国旗や国歌への起立を強要し、従わないものを処分する。
そんなことが実際に行われ始めた教育の現場。
愛国心とやらを強調し始めたエライ人たち。
過半数を手に入れて憲法を変えようと躍起になっている政権政党。
貴方達は本当は何がしたいのですか。
私はサヨクではない。クリスチャンでもない。
普通に「生まれ育った国」を愛している。そして普通に「今」を憂いている。
国の旗に起立してもしなくても、国に対する気持ちは変わらないと考える。
それが国の歌だというのならば何かの折に歌おうとも思う。
ただし、その歌詞と歴史的な意味合いを考えると「君が代」は時代錯誤だと感じるし起立して歌えと強要されることには甚だしく違和感を覚える。
つまりはあれですよ。
「強制ということではないことが望ましい」、その言葉に尽きるわけですよ。
それを仰ったのは現在の天皇陛下なわけですよ…。
ラスト近くで詭弁を滔滔と述べる与田校長は鬼気迫り哀れでさえあったけれども(ここの大谷さんも素晴らしかった!)、あれを詭弁ととらずに正論である、天晴れだと拍手さえする若者達がいまや大勢いるんではないだろうか。

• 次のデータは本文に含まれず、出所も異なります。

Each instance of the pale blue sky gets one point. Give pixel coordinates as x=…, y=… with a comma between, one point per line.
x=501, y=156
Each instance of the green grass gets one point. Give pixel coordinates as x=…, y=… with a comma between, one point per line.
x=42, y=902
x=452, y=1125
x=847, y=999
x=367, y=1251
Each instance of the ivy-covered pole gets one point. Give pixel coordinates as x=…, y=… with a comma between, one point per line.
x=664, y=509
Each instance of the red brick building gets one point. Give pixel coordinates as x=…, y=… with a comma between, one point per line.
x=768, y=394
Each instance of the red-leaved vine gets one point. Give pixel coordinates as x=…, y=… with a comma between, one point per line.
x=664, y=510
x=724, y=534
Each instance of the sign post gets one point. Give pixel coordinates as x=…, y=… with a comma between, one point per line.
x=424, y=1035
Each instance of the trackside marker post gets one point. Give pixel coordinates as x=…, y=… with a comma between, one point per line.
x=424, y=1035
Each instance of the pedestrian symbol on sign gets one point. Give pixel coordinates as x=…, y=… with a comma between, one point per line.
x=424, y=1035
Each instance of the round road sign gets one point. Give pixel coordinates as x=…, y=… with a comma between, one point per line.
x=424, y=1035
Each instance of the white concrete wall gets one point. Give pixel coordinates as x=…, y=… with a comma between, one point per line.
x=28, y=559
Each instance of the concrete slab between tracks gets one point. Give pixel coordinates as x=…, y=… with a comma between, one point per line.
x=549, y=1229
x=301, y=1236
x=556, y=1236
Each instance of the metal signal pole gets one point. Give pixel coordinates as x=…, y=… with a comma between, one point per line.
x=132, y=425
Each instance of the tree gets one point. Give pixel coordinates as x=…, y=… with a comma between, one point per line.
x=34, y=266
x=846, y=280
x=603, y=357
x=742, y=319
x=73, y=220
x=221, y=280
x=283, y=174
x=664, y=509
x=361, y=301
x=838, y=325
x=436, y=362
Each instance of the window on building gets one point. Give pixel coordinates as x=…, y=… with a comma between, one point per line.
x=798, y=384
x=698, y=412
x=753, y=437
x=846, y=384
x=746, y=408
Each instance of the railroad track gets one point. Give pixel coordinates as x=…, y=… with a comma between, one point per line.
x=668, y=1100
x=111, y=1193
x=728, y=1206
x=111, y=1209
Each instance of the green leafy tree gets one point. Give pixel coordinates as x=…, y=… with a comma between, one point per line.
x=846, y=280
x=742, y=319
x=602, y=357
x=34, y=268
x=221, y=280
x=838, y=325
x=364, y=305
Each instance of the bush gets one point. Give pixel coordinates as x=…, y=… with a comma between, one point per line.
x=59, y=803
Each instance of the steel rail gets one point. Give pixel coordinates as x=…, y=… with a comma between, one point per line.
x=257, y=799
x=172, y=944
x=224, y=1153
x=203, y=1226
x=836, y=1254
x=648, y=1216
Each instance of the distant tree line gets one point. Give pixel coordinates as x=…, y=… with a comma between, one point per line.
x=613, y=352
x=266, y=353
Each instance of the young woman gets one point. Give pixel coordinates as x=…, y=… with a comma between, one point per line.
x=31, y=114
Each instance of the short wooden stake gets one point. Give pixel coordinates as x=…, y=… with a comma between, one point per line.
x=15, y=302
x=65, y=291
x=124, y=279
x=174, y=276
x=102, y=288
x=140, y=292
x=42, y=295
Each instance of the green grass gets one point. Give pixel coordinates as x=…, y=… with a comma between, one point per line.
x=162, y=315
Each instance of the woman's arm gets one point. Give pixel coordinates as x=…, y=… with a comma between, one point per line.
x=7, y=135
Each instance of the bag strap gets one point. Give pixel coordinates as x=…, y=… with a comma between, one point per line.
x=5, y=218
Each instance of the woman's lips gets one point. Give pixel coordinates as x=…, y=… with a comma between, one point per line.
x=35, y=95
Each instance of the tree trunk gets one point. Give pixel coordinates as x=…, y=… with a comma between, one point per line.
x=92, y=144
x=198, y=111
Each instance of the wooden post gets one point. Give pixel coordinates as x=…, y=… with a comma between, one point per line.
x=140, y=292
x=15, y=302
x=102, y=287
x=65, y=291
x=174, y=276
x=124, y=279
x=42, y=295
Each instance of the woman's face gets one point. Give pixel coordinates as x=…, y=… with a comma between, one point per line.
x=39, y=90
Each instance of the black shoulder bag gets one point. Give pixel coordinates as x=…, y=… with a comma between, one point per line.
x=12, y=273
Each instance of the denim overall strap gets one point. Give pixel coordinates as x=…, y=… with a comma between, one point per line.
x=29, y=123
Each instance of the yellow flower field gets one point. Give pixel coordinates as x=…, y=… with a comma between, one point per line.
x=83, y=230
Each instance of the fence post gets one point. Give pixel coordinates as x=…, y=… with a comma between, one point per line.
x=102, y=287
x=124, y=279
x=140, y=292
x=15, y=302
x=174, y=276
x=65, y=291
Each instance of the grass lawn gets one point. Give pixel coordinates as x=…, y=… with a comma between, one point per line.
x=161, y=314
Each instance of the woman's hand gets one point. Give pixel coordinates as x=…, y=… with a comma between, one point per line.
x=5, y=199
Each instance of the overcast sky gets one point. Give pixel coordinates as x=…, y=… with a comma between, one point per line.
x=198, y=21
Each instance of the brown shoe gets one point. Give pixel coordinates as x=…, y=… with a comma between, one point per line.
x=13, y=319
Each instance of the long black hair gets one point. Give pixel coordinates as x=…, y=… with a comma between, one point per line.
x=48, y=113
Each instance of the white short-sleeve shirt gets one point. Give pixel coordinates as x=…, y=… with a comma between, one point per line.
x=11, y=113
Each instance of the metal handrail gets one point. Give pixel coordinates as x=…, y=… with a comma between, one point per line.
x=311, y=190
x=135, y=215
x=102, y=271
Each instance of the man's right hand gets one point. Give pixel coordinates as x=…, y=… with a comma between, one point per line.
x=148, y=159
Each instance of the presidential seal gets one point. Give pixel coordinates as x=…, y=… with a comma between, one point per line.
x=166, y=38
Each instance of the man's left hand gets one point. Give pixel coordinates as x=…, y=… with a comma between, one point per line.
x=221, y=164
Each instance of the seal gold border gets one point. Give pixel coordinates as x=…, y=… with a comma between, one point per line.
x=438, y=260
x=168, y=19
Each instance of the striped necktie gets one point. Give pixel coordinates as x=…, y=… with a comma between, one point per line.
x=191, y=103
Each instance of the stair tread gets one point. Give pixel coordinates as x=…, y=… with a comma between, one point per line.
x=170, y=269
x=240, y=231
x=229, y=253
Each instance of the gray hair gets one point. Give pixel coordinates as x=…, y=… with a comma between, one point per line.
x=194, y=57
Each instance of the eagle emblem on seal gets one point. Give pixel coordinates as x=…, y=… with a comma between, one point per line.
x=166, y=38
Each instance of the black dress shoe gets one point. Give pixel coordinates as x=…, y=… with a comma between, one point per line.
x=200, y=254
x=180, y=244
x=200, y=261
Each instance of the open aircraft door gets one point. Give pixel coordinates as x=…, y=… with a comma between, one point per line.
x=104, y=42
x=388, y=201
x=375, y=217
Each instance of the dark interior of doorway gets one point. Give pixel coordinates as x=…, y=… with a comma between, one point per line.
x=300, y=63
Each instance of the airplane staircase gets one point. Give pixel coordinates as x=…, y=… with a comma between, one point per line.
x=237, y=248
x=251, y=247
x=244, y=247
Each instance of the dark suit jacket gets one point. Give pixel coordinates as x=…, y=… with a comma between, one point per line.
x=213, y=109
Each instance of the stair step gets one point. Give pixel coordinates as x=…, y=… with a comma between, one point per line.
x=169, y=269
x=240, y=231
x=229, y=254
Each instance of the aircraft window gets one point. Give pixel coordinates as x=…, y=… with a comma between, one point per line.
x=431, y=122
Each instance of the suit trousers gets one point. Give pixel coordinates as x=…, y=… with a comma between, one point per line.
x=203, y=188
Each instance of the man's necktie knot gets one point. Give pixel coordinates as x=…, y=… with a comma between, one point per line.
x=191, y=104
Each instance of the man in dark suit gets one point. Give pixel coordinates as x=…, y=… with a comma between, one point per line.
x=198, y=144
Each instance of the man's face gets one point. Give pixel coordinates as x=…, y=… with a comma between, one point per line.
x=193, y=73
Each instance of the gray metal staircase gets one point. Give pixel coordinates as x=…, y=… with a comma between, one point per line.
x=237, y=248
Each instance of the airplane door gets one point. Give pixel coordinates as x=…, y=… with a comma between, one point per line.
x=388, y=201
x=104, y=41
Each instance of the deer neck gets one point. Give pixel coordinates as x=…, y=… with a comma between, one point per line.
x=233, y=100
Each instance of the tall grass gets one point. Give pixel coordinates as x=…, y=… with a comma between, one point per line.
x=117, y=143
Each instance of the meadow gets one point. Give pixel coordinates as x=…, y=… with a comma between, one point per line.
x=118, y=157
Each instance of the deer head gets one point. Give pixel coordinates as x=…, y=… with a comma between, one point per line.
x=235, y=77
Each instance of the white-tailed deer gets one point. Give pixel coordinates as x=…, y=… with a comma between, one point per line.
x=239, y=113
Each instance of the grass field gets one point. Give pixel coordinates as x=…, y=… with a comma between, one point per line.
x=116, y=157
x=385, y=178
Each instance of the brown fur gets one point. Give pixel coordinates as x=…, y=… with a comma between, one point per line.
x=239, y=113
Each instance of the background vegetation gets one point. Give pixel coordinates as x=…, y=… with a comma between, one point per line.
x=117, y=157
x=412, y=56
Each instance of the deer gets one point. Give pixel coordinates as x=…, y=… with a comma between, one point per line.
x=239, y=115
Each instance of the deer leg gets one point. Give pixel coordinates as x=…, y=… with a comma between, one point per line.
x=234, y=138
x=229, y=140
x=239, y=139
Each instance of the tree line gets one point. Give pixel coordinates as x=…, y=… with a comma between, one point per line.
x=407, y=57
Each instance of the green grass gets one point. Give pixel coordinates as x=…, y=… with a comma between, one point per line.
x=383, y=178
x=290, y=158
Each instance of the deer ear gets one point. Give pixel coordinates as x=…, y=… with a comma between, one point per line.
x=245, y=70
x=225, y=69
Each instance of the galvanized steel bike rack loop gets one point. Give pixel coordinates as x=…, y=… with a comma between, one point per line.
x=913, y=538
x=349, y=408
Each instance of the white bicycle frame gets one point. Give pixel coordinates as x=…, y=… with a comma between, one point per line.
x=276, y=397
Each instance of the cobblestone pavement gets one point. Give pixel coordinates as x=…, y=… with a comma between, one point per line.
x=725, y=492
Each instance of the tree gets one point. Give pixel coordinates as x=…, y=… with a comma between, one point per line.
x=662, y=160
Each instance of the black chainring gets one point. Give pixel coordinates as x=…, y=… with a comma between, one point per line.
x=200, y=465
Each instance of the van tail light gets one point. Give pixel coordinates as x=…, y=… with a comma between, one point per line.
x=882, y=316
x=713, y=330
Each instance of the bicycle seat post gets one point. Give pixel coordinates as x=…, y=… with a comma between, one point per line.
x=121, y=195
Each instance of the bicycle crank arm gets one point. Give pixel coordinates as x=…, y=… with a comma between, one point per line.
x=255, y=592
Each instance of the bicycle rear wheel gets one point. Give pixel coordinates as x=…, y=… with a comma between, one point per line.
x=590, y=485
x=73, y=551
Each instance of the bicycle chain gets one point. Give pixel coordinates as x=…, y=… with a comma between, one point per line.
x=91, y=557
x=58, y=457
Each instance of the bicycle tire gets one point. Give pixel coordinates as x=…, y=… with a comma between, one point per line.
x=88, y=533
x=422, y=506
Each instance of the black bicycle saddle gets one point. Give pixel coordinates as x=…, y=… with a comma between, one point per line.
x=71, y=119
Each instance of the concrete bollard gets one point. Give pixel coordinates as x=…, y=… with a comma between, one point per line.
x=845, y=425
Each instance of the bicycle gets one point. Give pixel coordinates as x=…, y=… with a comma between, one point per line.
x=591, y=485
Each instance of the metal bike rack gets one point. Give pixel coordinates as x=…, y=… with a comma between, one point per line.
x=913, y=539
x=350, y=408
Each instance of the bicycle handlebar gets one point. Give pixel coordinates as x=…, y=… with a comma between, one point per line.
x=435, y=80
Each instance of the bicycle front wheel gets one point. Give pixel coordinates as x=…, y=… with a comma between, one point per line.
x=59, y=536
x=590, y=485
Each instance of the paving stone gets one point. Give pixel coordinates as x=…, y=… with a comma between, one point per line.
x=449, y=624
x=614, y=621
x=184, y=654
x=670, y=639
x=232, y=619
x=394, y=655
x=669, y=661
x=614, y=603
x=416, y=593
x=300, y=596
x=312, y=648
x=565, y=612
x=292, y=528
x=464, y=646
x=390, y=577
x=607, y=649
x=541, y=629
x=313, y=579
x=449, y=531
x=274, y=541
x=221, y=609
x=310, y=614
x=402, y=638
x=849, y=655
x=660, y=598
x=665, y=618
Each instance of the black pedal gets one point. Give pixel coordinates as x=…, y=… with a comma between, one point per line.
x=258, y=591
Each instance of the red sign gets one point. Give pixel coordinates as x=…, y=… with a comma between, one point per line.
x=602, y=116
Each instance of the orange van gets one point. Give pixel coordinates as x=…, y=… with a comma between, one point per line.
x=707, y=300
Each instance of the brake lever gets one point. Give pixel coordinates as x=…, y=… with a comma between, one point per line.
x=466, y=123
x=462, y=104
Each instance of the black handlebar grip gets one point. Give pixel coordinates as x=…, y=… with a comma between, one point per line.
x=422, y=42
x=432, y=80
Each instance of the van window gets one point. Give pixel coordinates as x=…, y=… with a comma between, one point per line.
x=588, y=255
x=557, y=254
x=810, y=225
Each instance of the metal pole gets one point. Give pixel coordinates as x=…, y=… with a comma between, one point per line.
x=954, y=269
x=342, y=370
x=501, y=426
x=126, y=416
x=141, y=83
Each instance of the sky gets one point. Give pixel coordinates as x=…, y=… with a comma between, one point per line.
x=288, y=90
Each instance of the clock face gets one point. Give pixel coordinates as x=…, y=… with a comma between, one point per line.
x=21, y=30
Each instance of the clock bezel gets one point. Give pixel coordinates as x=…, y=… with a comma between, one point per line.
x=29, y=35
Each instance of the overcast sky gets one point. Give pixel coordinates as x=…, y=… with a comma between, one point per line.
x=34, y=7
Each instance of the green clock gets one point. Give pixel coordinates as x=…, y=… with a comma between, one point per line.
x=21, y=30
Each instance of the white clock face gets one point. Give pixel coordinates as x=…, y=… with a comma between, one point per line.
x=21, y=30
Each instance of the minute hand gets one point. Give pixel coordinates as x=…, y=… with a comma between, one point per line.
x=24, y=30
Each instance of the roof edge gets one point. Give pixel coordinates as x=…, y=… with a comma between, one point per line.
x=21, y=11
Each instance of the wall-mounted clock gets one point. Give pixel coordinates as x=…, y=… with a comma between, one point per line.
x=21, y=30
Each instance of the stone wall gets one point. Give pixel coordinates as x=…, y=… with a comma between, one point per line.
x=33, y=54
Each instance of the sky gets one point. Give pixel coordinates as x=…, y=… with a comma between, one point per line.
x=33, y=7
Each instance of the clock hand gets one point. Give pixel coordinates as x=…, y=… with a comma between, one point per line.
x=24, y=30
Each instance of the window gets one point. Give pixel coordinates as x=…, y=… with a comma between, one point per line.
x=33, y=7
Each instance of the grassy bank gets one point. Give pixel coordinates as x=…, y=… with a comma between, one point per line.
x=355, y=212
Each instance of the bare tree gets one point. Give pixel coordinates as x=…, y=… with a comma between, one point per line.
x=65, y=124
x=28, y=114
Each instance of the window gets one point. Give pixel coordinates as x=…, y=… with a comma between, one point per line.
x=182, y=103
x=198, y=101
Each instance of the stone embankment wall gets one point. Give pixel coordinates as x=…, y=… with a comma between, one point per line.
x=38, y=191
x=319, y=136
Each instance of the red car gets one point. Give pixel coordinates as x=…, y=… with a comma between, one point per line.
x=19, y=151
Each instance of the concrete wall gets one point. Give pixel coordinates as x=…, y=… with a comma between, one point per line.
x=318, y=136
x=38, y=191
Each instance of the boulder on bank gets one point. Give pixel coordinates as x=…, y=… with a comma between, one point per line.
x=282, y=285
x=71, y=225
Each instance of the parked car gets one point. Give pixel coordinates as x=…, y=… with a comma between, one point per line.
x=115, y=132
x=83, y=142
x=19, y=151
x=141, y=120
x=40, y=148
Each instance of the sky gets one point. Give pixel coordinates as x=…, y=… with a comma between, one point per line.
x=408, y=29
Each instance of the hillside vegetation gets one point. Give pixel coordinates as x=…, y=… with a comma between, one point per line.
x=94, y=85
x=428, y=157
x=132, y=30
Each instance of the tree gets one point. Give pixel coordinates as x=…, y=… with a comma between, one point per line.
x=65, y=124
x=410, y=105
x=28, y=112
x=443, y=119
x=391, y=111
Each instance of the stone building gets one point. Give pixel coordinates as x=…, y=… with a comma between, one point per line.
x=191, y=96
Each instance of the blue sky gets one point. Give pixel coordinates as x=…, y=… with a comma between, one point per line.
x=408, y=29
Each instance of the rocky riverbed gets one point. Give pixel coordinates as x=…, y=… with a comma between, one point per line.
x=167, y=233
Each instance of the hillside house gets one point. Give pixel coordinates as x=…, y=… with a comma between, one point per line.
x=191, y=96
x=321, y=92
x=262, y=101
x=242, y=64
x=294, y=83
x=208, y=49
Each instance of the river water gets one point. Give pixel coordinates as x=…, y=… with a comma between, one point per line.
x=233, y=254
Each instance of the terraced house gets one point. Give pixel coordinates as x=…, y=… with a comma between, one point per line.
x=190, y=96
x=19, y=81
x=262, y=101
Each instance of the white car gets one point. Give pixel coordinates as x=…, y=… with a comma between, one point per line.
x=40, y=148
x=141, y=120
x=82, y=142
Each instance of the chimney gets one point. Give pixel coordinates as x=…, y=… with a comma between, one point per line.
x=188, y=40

あれは某都知事や某総理にそっくり重なる姿であったが、実際の彼らは与田校長の抱える矛盾や苦悩など持ち合わせてもいないのではないだろうか?
あ〜あ。書いちゃったよ。
これで私も検閲に引っかかるかもしれんな。
何しろ「共謀罪」までもが取り沙汰されている今日この頃のニッポンだからな…。
「内心の自由」なんてもはや風前の灯火なのか?
ひとつだけ付け加えたいのは「歌うも自由、歌わぬも自由」ということ。
その度量の広さ(或いは緩さ)が美徳だと信じているということ。
どちらかでなければならない、そんな狭苦しさはご免だ。
多様であることを認めることから異文化間のコミュニケーションは始まる。
それが私のゼミのテーマだった。お元気かしら、ミス・コールマン。
異質なものを認めることは時に難しいけれども。
立場が違う、理想が違う、考え方が違う…そうやって違いを並び立てるばかりでは虚しくなるばかり。
なんか柄にもなくカタイこと書いてるなー。
ついに堪えかねて泣いてしまったのはラストの戸田さんの歌だった。